And what about Sara? Cases like Sara’s are near and dear to my heart because of my personal experience with postpartum thyroiditis as a psychiatric pretender. Yes, when psychiatrists don’t know about psychoneuroimmunology they don’t test for biomarkers, and they don’t treat it. Sara had classic symptoms of this common autoimmune disease brought on by immune shifts and environmental triggers after delivery. She also was potentially fatally victimized by the known suicide-promoting effects of antidepressants, particularly in this population.This has only been the subject of three placebo-controlled, randomized trials in the history of time, the analysis of which does not support efficacy.

In these and most cases, psychiatric symptoms are just that – symptoms. They are evidence that the body and mind are struggling. To my mind, medicating these symptoms is the equivalent of seeing that someone is limping slowly down the road and tying them to the front of a race car to get them moving faster. There has GOT to be a better way.

Then, initiate the taper.

I have learned that the treatment team partnership is critical, and that the most optimal results come from lifestyle change, careful management of dosage decreases, and strategic physiologic support through nutraceuticals. This video by Will Hall describes important steps in the framing of the medication taper experience.

Most patients and supportive practitioners know that the dosages made available by pharmaceutical companies are, unsurprisingly, not conducive to a successful taper. Liquid preparations, compounding pharmacies, and even meticulous removal of beads from capsules are indispensable work-around tools.

Prousky writes:

One helpful barometer of potential success involves the length of PD use.
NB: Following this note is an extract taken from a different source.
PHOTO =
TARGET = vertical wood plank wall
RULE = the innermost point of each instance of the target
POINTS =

In one report, patients taking PDs for less than six months were more successful at tapering (81%), compared to patients on PDs for more than 5 years (44%), and patients on PDs between six months and 5 years (a little over 50%).
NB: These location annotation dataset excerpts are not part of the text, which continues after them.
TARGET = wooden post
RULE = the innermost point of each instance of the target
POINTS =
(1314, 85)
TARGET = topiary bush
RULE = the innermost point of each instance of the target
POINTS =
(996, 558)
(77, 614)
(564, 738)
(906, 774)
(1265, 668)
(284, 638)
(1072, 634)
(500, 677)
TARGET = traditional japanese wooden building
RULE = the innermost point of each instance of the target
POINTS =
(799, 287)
To improve the odds of a successful outcome, the tapering plan should involve one PD at a time and reduce the PD with the longest elimination half-life first. PDs with longer elimination half-lives (i.e., more than 24 hours) are easier to taper since their withdrawal reactions tend to be less severe than drugs with shorter elimination half-lives (i.e., less than 24 hours)."
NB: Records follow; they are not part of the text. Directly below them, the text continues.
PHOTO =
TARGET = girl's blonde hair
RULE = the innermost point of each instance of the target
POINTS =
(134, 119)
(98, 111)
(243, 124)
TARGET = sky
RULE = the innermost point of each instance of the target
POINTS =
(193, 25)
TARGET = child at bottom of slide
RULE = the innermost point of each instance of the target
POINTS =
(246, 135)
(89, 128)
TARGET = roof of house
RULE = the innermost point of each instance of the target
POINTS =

I will often do a slightly larger, initial “test-dose” decrease to assess for sensitivity to withdrawal effects, which if tolerated can accelerate the process, sometimes by years.

The risk of relapse is often related to the nature of the effects that medication has on the brain and body. In my experience, agitation, anxiety, and insomnia are the most common symptoms of withdrawal that can crop up within hours of a dose change, or sometimes several months after the final dose. They can resolve spontaneously, or they can remit. Long-term damage from these medications is a real phenomenon, and one that is poorly understood outside of patient accounts and peer support groups. Patients are rarely wrong.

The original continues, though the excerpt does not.